L’influence des changements de réglementation
Comme on peut le voir, la détérioration est la conséquence directe du développement naturel des voitures. Il a été émis l’hypothèse que les évolutions de la réglementation 2023, qui pour lutter contre le marsouinage entraînaient une remontée du fond de 15 mm, incitaient les équipes à concevoir une bordure de plus en plus complexe pour mieux isoler la zone du soubassement. Cependant, empêcher les turbulences de contaminer l’environnement du fonds aurait été gratifiant même avec l’ancien standard et il est à croire que les voitures auraient évolué de la même manière. Au contraire, les nouveaux pneus développés par Pirelli fonctionnent à des pressions avant entre 1 et 2 psi inférieures à celles de 2022, augmentant l’adhérence avant et luttant contre le sous-virage. Toutes les équipes ont ainsi rattrapé l’occasion de concevoir des ailes avant plus épuisées que par le passédont les profils se déclinent désormais plus résolument vers l’extérieur en quête d’effet délavage.
Un demi-problème
Les courses de Bahreïn et d’Arabie Saoudite ont enregistré 73 dépassements, légèrement au-dessus des 69 manœuvres effectuées sur les mêmes pistes en 2021. Avant de tirer la sonnette d’alarme, il conviendra toutefois d’attendre un échantillon plus large de courses, bien que l’involution à partir de 2022 semble être un fait.
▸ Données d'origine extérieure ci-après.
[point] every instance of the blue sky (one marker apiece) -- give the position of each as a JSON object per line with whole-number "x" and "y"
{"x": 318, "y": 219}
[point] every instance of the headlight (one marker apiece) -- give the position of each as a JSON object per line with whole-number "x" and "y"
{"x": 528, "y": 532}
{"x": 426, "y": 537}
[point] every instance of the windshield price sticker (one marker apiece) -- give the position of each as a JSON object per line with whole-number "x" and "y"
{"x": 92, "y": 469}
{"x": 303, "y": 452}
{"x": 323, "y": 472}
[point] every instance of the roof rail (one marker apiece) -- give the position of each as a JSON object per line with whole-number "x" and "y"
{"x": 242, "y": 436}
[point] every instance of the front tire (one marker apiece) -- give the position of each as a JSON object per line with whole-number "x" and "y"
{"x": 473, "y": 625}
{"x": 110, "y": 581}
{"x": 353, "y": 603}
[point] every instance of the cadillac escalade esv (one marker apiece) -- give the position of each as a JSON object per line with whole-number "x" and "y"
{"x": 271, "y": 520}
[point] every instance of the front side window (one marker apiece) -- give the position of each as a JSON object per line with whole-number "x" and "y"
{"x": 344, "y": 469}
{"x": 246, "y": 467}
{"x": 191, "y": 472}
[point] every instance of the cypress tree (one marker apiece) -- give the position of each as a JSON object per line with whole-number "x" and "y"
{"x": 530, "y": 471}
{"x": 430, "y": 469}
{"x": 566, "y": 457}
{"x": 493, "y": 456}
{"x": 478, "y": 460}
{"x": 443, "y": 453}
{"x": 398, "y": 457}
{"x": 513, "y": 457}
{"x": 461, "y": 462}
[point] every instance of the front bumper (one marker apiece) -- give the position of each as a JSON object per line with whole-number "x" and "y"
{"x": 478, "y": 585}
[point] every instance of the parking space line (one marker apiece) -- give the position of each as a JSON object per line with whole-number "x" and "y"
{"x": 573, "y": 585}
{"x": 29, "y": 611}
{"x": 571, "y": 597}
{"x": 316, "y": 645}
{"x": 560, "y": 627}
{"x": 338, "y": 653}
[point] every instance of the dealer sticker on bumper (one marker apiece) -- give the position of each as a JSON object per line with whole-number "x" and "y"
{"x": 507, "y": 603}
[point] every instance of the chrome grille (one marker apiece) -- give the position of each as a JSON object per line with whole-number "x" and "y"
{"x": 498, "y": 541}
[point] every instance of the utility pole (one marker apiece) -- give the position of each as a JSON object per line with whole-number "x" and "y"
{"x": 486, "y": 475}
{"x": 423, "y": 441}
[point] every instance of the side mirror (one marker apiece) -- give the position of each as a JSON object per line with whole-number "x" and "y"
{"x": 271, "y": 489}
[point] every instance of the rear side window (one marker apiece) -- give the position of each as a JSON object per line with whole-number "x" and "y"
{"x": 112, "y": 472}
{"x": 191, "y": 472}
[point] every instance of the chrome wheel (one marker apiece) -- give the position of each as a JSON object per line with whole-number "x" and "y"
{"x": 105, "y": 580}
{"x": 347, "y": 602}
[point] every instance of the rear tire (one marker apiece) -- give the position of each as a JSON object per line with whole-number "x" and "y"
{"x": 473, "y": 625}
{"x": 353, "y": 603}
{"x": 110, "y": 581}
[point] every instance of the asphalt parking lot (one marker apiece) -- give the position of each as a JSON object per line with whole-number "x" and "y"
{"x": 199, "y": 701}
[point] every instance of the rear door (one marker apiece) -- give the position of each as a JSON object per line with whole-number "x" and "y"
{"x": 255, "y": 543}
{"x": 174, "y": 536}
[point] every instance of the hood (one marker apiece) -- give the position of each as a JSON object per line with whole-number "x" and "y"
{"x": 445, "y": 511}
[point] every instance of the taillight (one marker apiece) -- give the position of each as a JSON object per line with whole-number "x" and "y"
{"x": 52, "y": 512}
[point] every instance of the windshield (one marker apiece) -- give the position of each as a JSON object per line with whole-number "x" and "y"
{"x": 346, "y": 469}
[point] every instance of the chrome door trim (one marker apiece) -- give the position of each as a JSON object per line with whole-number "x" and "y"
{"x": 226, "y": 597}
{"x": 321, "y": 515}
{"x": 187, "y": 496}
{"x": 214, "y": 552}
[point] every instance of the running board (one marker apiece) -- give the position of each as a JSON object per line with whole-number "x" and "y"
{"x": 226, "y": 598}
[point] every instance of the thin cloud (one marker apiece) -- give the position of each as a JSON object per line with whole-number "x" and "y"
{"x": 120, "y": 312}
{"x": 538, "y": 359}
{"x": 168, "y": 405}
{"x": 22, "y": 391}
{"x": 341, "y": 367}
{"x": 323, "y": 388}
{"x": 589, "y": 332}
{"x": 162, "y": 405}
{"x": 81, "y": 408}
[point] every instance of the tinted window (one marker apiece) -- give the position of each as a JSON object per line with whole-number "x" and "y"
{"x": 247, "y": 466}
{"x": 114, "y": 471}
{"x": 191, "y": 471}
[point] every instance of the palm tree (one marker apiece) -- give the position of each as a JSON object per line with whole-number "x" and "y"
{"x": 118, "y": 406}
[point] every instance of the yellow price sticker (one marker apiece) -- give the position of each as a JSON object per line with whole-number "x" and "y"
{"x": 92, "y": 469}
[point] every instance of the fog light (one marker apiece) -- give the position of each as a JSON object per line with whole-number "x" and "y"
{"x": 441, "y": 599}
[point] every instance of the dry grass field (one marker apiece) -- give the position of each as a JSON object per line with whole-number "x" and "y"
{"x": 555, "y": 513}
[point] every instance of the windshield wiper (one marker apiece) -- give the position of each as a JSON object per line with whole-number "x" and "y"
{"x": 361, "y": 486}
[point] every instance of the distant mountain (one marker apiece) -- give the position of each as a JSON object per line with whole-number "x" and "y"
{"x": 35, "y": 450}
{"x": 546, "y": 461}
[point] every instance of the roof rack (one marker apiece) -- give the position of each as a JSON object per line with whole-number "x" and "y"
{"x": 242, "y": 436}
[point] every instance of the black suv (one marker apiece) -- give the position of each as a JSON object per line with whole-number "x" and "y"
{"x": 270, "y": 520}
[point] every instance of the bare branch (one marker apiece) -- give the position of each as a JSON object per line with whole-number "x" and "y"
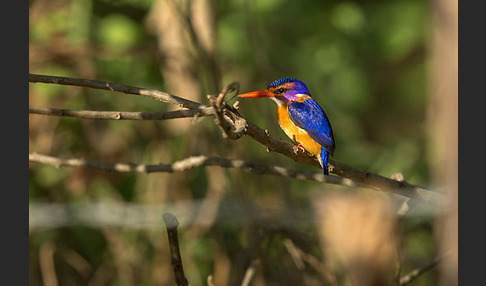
{"x": 194, "y": 162}
{"x": 171, "y": 225}
{"x": 120, "y": 115}
{"x": 96, "y": 84}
La tendance est inquiétante, mais il y a une différence entre tirer la sonnette d’alarme et parler d’un « problème ». La quantité de dépassements ne coïncide pas toujours avec la qualité, car une manœuvre préparée en dix tours suscite bien plus d’émotions qu’un dépassement sur autoroute en ligne droite avec DRS ouvert. Des dépassements qui ne sont plus extrêmement faciles pourraient même aider le spectacle, compliquant les possibilités de retour d’un Red Bull pénalisé sur la grille ou perdant la tête de la course au départ, alors qu’en 2022 Verstappen, avec un RB18 dominant, a pu s’imposer. de n’importe quel endroit. Les résultats les plus anormaux et extraordinaires de la Formule 1 récente, comme le doublé McLaren à Monza ou la victoire d’Alpine à Budapest en 2021, découlent précisément d’erreurs commises au départ ou en stratégie par les meilleures équipes, difficilement récupérables en course. . Il est vrai que Hamilton et Verstappen se sont retirés à Monza, mais aucun d’eux ne semblait pouvoir inquiéter Ricciardo de toute façon. À l’inverse, les plus grandes possibilités de dépassement des voitures de Formule 1 à effet de sol ont également animé les courses d’un point de vue stratégique, encourageant des stratégies agressives à deux arrêts plutôt que de défendre la position de piste avec un seul arrêt. Il appartiendra à la FIA et à la Formule 1 de prendre acte du changement en cours et, plus difficile, de trouver le compromis optimal entre nombre et difficulté de dépassement.